Let’s first realize that robust alerts are not in a bank’s best interest. An effective alert can cost banks fee income, and that’s a precious commodity to banks to say the least.
But alerts are fair. Consumers — both retail and commercial — deserve the type of alerts that don’t just tell them when a check clears. It is practically a moral imperative to offer what I would call meaningful alerts, alerts that get to the heart of the banking relationship.
Consider retail account balance alerts. Like many banks, US Bank can ping their consumers via text message or email with the following information:
- When a consumer’s balance is low
- When a payment’s due
- Online statements are ready
- A deposit has been received
Is it valuable to know when a balance is low? Yes. Is that all a customer needs to know when it comes to low balances? Of course not. A meaningful alert would be one that cross references balances with payments. Let me explain. Say I have $10,000 in my checking account.
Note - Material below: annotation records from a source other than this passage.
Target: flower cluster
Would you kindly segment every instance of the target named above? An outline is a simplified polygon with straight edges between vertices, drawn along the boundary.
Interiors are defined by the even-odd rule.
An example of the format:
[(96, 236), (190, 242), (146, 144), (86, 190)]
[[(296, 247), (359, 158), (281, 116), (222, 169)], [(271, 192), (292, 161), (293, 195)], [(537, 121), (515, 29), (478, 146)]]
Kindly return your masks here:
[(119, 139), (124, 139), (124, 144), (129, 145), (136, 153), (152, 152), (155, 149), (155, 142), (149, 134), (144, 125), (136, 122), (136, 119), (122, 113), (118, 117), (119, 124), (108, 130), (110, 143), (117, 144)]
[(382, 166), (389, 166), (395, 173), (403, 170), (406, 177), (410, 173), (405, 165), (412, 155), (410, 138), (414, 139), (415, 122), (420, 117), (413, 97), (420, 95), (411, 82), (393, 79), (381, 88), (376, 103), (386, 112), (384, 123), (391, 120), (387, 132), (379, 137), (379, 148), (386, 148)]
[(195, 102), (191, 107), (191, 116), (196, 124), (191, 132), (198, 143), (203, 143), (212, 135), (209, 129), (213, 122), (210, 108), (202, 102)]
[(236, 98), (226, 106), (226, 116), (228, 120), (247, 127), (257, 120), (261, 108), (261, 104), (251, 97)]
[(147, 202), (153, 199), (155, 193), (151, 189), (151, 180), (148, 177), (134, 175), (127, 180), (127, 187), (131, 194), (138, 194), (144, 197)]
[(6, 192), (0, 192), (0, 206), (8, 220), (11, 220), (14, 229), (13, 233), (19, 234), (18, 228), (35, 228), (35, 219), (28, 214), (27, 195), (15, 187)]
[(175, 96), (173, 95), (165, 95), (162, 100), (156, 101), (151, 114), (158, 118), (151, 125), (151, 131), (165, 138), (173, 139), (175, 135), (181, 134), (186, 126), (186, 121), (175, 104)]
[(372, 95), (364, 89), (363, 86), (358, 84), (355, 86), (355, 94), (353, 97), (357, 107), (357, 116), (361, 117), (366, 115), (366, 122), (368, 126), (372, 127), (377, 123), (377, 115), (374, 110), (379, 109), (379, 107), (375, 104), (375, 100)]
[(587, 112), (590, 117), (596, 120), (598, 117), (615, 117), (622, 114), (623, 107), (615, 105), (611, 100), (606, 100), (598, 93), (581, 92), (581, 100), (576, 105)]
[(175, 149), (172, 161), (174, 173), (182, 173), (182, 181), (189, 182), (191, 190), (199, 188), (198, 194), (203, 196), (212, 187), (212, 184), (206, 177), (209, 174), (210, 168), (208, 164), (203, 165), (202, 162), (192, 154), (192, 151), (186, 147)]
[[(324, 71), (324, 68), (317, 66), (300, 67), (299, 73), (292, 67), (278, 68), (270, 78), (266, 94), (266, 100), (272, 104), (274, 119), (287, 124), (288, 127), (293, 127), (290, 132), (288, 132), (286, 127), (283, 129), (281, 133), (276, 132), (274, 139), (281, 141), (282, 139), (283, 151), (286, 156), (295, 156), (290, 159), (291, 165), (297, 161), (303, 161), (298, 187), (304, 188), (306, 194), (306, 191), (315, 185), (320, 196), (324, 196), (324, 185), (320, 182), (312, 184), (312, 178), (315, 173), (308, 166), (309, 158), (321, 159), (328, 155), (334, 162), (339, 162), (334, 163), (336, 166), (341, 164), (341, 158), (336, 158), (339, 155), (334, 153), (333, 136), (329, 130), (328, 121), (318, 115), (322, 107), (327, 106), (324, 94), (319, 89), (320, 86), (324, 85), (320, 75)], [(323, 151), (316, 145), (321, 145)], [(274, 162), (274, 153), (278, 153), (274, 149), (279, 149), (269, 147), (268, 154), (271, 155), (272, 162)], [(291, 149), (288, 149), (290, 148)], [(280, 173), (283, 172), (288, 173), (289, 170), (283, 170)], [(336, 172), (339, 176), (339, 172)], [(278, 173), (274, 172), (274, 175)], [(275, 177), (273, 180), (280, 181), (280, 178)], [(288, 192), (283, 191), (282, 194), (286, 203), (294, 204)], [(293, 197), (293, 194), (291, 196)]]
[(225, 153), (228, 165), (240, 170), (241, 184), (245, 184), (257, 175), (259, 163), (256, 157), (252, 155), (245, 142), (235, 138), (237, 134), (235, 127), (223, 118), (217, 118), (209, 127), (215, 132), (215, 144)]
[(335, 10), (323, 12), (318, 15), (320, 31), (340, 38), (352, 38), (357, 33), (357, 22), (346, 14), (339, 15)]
Certainly, that is not a “low balance” — and US Bank would not send me an alert as a result. But what if I have a future payment planned for the following week in the amount of $11,000? The fact is that $10,000 immediately becomes “low.” And what if I get paid $6,000 every Monday? Well, then that $10,000 is not “low” anymore.
These are the types of calculations that banks can easily provide. Alerts centered on such calculations become something more than “alerts.” They become meaningful, enlightened interactions between consumer and bank. US Bank is moving more toward this ideal, but it must integrate low-balance alerts with pay-due alerts. Will this cut into fee income? I believe it will — but that loss in fee income will be recouped in a more meaningful and sticky long-term business relationship between bank and customer. And who doesn’t want that?